I’m trying to use PyMuPDF4LLM to generate Markdown.
The document I’m testing with has a TOC and has multiple font sizes ([4.0, 8.0, 10.0, 11.0, 12.0, 14.0, 18.0, 20.0])
The issue is that if I use pymupdf4llm.to_markdown(doc, header=False, footer=False)I end up with the document title from the cover page (20 pt) as H1, and all other “larger” font text as H2. It turns 20, 18, 14, and 12 into H2, when the document TOC is 3 layers deep.
I realize that by default it uses “Layout” detection for headers, but I don’t understand why it’s not using 20 pt as H1, 18 as H2, and 14 as H3. That would be a huge improvement over the current output for this document.
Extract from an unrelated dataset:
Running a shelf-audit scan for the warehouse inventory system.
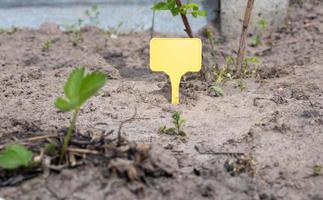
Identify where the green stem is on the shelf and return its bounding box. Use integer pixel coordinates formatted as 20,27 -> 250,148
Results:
59,108 -> 80,163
I’ve done a bunch of work to sanitize my PDF before passing to PyMuPDF4LLM to try and improve detection: I’ve stripped empty spans and merged adjacent spans with the same font properties.
How can I get PyMuPDF4LLM to properly generate Header Levels? Right now, this processing makes the output very sub-optimal and I’m not finding many levers I can pull to hint what should be headers and what should not be.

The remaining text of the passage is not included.